I mentioned some weeks ago that Animal Crossing left me unsatisfied, and I was looking for a better game of the same genre. I already mentioned My Time at Portia there, but I played it on the Switch in an early version, which had some loading time issues; I also found the controls not very satisfying. So when My Time at Portia went on sale on Steam for €12, I bought the PC version. And found it to be much better than the old Switch version (which probably got updated since, but I didn't try that again). And the controls with keyboard and mouse are great. Not only that, they are also largely identical with the controls of Borderlands 3, which is the other game I am currently playing. That helps!

My Time at Portia is a life simulation game, like Animal Crossing, only much, much better. The 3D mining / digging part of the game is brilliant in itself. And My Time at Portia has a lot of features that Animal Crossing doesn't, like earning xp, leveling up, a skill tree, and a far more extensive crafting system. You can even date and marry! Furthermore there is a better story, lots of side-quests, far more characters to interact with, and a larger and more interesting world. Much more game for a fraction of the price of Animal Crossing!

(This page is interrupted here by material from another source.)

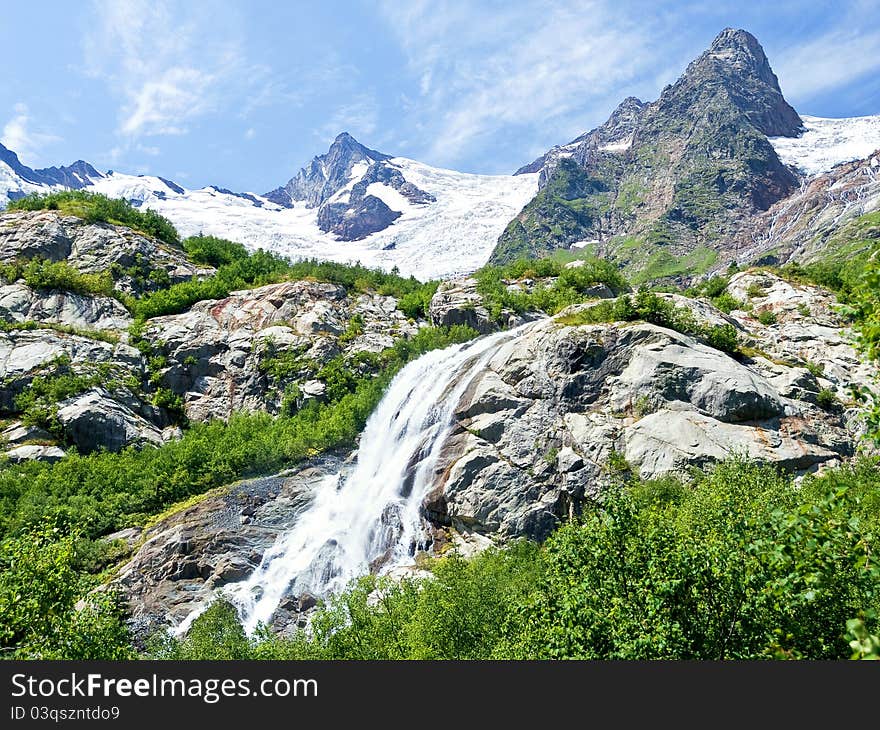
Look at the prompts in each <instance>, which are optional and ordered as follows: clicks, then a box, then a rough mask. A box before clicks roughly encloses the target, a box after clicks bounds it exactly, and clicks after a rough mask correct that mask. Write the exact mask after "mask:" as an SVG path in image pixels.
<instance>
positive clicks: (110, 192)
mask: <svg viewBox="0 0 880 730" xmlns="http://www.w3.org/2000/svg"><path fill="white" fill-rule="evenodd" d="M874 142H876V144H874ZM877 148H880V117H863V118H853V119H842V120H827V119H825V120H823V119H817V118H814V117H806V116H805V117H801V116H799V115H798V113H797V112H796V111H795V110H794V109H793V108H792V107H791V106H790V105H789V104H788V103H787V102H786V101H785V99H784V97H783V95H782V91H781V89H780V87H779V83H778V79H777V78H776V76H775V74H774V73H773V70H772V68H771V67H770V64H769V61H768V60H767V57H766V54H765V53H764V51H763V49H762V48H761V46H760V44H759V43H758V41H757V40H756V39H755V38H754V37H753V36H751V35H750V34H748V33H747V32H745V31H741V30H733V29H727V30H725V31H723V32H722V33H721V34H719V36H718V37H717V38H716V39H715V41H714V42H713V43H712V46H711V47H710V48H709V49H708V50H707V51H706V52H705V53H703V54H702V55H701V56H700V57H699V58H697V59H696V60H694V61H693V62H692V63H691V64H689V65H688V67H687V69H686V71H685V72H684V74H683V75H682V77H681V78H680V79H679V80H678V81H677V82H676V83H675V84H673V85H670V86H667V87H666V88H665V89H664V90H663V91H662V93H661V94H660V96H659V98H658V99H657V100H656V101H654V102H650V103H645V102H642V101H640V100H639V99H636V98H635V97H629V98H627V99H625V100H624V101H623V102H622V103H621V104H620V105H619V106H618V108H617V109H616V110H615V111H614V112H613V113H612V114H611V116H610V117H609V119H608V121H607V122H606V123H605V124H603V125H601V126H600V127H598V128H596V129H594V130H591V131H590V132H587V133H585V134H582V135H580V136H579V137H577V138H576V139H574V140H572V141H571V142H570V143H568V144H565V145H561V146H557V147H554V148H552V149H551V150H549V151H548V152H547V153H545V154H544V155H542V156H541V157H540V158H538V159H537V160H535V161H534V162H532V163H530V164H529V165H526V166H524V167H522V168H520V170H518V171H517V173H516V175H515V177H513V178H511V177H508V176H491V177H490V176H468V175H462V174H460V173H455V172H453V171H441V170H437V169H435V168H430V167H428V166H425V165H420V164H419V163H416V162H414V161H412V160H407V159H405V158H395V157H392V156H391V155H389V154H386V153H384V152H379V151H377V150H375V149H371V148H369V147H367V146H365V145H363V144H361V143H360V142H358V141H357V140H356V139H354V138H353V137H352V136H351V135H350V134H348V133H345V132H343V133H342V134H340V135H339V136H337V138H336V139H335V140H334V141H333V143H332V144H331V145H330V147H329V149H328V151H327V152H326V153H324V154H322V155H318V156H316V157H315V158H313V159H312V161H311V162H309V163H308V164H307V165H306V166H304V167H303V168H302V169H301V170H300V171H299V172H298V173H297V174H296V175H295V176H294V177H292V178H291V179H290V180H289V181H288V182H287V183H286V184H285V185H284V186H281V187H278V188H276V189H274V190H272V191H270V192H268V193H266V194H265V195H259V194H256V193H249V192H248V193H239V192H233V191H232V190H229V189H228V188H224V187H219V186H208V187H206V188H202V189H199V190H187V189H186V188H184V187H183V186H180V185H178V184H177V183H175V182H173V181H171V180H169V179H167V178H163V177H153V176H132V175H125V174H123V173H118V172H112V171H111V172H108V173H106V174H102V173H100V172H98V171H97V170H96V169H95V168H94V167H93V166H91V165H89V164H88V163H86V162H83V161H82V160H80V161H78V162H76V163H74V164H72V165H69V166H65V167H58V168H55V167H52V168H45V169H41V170H34V169H32V168H29V167H26V166H25V165H23V164H22V163H21V162H20V161H19V159H18V157H17V156H16V155H15V153H14V152H11V151H9V150H7V149H6V148H2V147H0V200H2V198H3V197H4V193H5V197H7V198H13V197H18V196H20V195H24V194H26V193H28V192H36V191H44V190H47V189H60V188H64V187H67V188H82V187H88V188H89V189H92V190H95V191H97V192H102V193H105V194H107V195H110V196H113V197H124V198H127V199H128V200H130V201H132V202H133V203H134V204H136V205H145V206H148V207H152V208H155V209H156V210H157V211H159V212H160V213H162V214H163V215H166V216H167V217H168V218H170V219H171V220H172V221H173V222H174V223H175V225H176V226H177V227H178V228H179V229H180V230H181V232H182V233H183V234H184V235H192V234H195V233H199V232H204V233H210V234H213V235H218V236H223V237H229V238H235V239H237V240H240V241H242V242H243V243H245V245H247V246H249V247H251V248H266V249H270V250H274V251H278V252H280V253H284V254H286V255H291V256H293V257H294V258H299V257H312V256H315V257H319V258H326V259H330V260H337V261H355V260H360V261H362V262H364V263H367V264H370V265H376V266H381V267H385V268H392V267H394V266H397V267H398V268H399V269H400V270H401V271H403V272H404V273H412V274H415V275H416V276H419V277H422V278H428V277H432V278H433V277H446V276H451V275H455V274H459V273H464V272H467V271H470V270H473V269H475V268H478V267H479V266H481V265H482V264H484V263H485V262H486V259H487V258H488V257H489V256H488V255H489V253H490V251H492V249H493V247H494V253H493V257H492V258H493V260H494V261H504V260H508V259H510V258H513V257H515V256H520V255H527V256H533V257H535V256H543V255H546V254H547V253H549V252H551V251H553V250H555V249H556V248H568V247H572V246H573V247H575V248H579V249H583V250H586V251H587V252H590V253H594V254H598V255H602V256H607V257H609V258H612V259H614V260H616V261H617V262H618V263H620V264H622V265H624V266H626V267H628V268H629V270H630V273H631V274H635V276H636V278H637V279H641V280H648V279H651V278H656V277H657V276H664V275H669V272H670V271H674V272H675V275H678V274H679V273H680V274H681V275H690V274H692V273H697V274H699V273H703V272H705V271H711V270H713V269H714V268H718V267H720V266H724V265H726V264H727V263H728V262H729V261H731V260H734V259H736V260H739V261H740V262H742V263H748V261H745V260H743V256H746V255H751V254H752V253H754V254H755V255H756V256H759V257H760V256H764V255H771V256H775V257H777V258H778V257H780V256H781V257H782V258H783V259H784V258H786V257H790V256H793V257H795V258H797V257H798V256H801V255H805V253H804V252H806V251H807V249H808V248H809V249H810V251H811V253H810V254H809V255H810V256H813V255H814V254H816V253H817V250H818V249H817V247H816V245H813V244H812V243H810V244H809V245H807V244H806V243H805V242H806V241H807V239H810V237H811V236H812V238H817V237H818V238H817V240H818V241H819V242H820V243H821V242H822V241H825V240H827V239H828V235H827V233H826V232H824V229H823V230H816V231H814V230H813V227H812V224H811V223H809V221H817V225H819V223H818V222H819V221H820V218H819V217H817V216H805V215H803V213H804V211H801V213H799V214H798V222H797V223H795V222H794V221H793V219H792V215H793V213H792V211H794V209H795V207H796V206H797V205H799V204H798V203H797V202H795V201H796V199H797V196H799V195H801V194H802V193H803V192H804V189H805V187H809V185H810V184H811V182H812V181H813V180H814V179H816V176H817V175H818V176H820V177H821V176H822V175H823V174H825V173H827V172H828V170H829V169H830V168H831V167H833V166H834V164H836V163H840V162H841V161H844V160H853V159H856V158H858V157H864V156H865V155H869V154H870V152H871V151H873V150H874V149H877ZM535 192H537V195H536V196H535V197H532V196H533V193H535ZM846 195H847V196H848V198H852V199H854V200H861V201H862V204H861V208H858V209H859V210H862V211H863V212H870V211H872V210H874V209H875V208H876V205H875V204H874V203H873V202H872V201H873V200H874V197H873V195H872V194H871V192H870V190H868V191H860V190H857V189H856V188H854V187H852V186H851V185H850V186H848V187H847V193H846ZM826 197H828V198H833V189H829V191H828V193H827V194H826ZM788 200H791V201H792V206H794V207H790V208H788V212H786V213H785V214H784V215H783V218H784V220H785V221H787V223H786V226H785V230H788V231H793V230H795V229H798V230H799V233H798V239H799V241H800V243H798V244H797V245H794V246H791V247H789V248H786V246H787V245H788V244H787V243H785V244H784V245H778V246H777V245H776V244H775V243H774V242H773V241H772V240H769V238H772V236H773V235H775V232H777V231H781V230H783V229H782V228H781V227H780V226H778V225H777V226H768V225H767V224H766V220H769V219H773V220H776V219H779V216H778V215H777V213H776V212H773V211H776V210H777V208H778V207H779V206H783V201H788ZM526 203H527V205H525V204H526ZM523 205H525V208H523ZM856 209H857V208H852V210H856ZM517 211H519V214H518V215H516V213H517ZM515 215H516V217H514V216H515ZM768 216H769V217H768ZM511 219H513V220H511ZM822 221H824V219H822ZM505 225H507V228H506V230H505ZM821 226H824V227H825V228H827V221H824V222H821ZM499 234H500V239H499ZM768 237H769V238H768ZM496 240H497V241H498V243H497V245H496ZM678 261H681V262H682V263H675V262H678Z"/></svg>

While "post-apocalyptic" isn't my favorite genre, My Time at Portia is post-post-apocalyptic. Colorful and sunny instead of a grim wasteland, but with the ruins of a previous civilization which bombed itself into bunkers for a long time. Now it is years after people have emerged back into the sun, but they lost a lot of knowledge about technology. So there is an interesting conflict between those who dig for relics and try to re-develop technology, and a church which preaches that technology leads to the next apocalypse. Quite interesting setup, and much friendlier than "zombie apocalypse" games (man, I hate those!).

Comments:
There's a lot to recommend about MTaP, but the "features" in the design drive me nuts.

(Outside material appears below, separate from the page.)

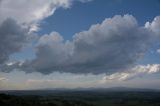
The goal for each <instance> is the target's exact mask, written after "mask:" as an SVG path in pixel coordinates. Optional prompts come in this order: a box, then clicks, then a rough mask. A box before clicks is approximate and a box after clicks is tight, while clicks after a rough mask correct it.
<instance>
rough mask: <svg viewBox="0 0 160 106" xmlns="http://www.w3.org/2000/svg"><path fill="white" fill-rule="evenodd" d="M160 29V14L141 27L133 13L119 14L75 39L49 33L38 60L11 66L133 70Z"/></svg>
mask: <svg viewBox="0 0 160 106" xmlns="http://www.w3.org/2000/svg"><path fill="white" fill-rule="evenodd" d="M159 28H160V17H156V18H155V19H154V20H153V22H151V23H149V22H147V23H146V24H145V26H143V27H141V26H138V23H137V21H136V19H135V18H134V17H133V16H132V15H124V16H120V15H116V16H114V17H113V18H107V19H105V20H104V21H103V22H102V23H101V24H96V25H92V26H91V28H90V29H89V30H88V31H83V32H80V33H77V34H75V35H74V36H73V40H72V41H64V39H63V37H62V36H61V35H60V34H59V33H57V32H52V33H51V34H49V35H47V34H46V35H44V36H42V37H40V39H39V40H38V42H37V44H36V48H35V54H36V58H35V59H33V60H32V61H26V62H24V63H23V64H21V65H19V64H17V63H16V64H17V66H16V64H13V65H10V66H9V67H12V68H13V67H19V68H21V70H24V71H26V72H33V71H36V72H41V73H43V74H49V73H52V72H54V71H59V72H69V73H82V74H86V73H92V74H101V73H106V74H112V73H115V72H121V71H123V70H129V69H130V68H132V67H133V66H135V63H136V62H137V61H138V60H140V59H141V58H143V56H144V54H145V53H146V52H147V50H148V49H149V48H150V47H151V46H152V45H154V43H156V42H157V41H158V40H159V39H160V38H159V37H160V32H159ZM4 69H7V68H4ZM8 69H9V68H8Z"/></svg>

The translation issues into English (and the more than occasional difference between the voice acting and the written part) break immersion; when two of potentially marriageable NPCs marry each other, they don't convert into "non-marriage" for some reason. I suppose this means you could become a home wrecker if you pursue dating them, but I figured that they're being "off the market" would show up in-game. And the path finding in the game drives me nuts, especially once you marry someone. At least with Stardew Valley you get toons that actually get into bed and fall asleep, but your marriage partner will still just wander around your house or sleep in a chair.

Now, it's been about 4 months since I finished a playthrough, so some of these items might have gotten fixed, but I've waited to see mentions of improved pathfinding in the periodic patch updates but have yet to see them.
 
Thanks for the recommendation. I'm downloading the demo now. I think the important factor you're leaving out, though, is that MTaP doesn't appear to have anthropomorphic animal characters who become your surrogate friends. That is pretty much the entire point of Animal Crossing so on the face of it the two are barely even part of the same genre.
 
MTaP has AI friends, just that they are depicted as being humans like you. I guess some people prefer their friends to be penguins or the like. I must say, I kind of liked the dodos, although they never become your friends.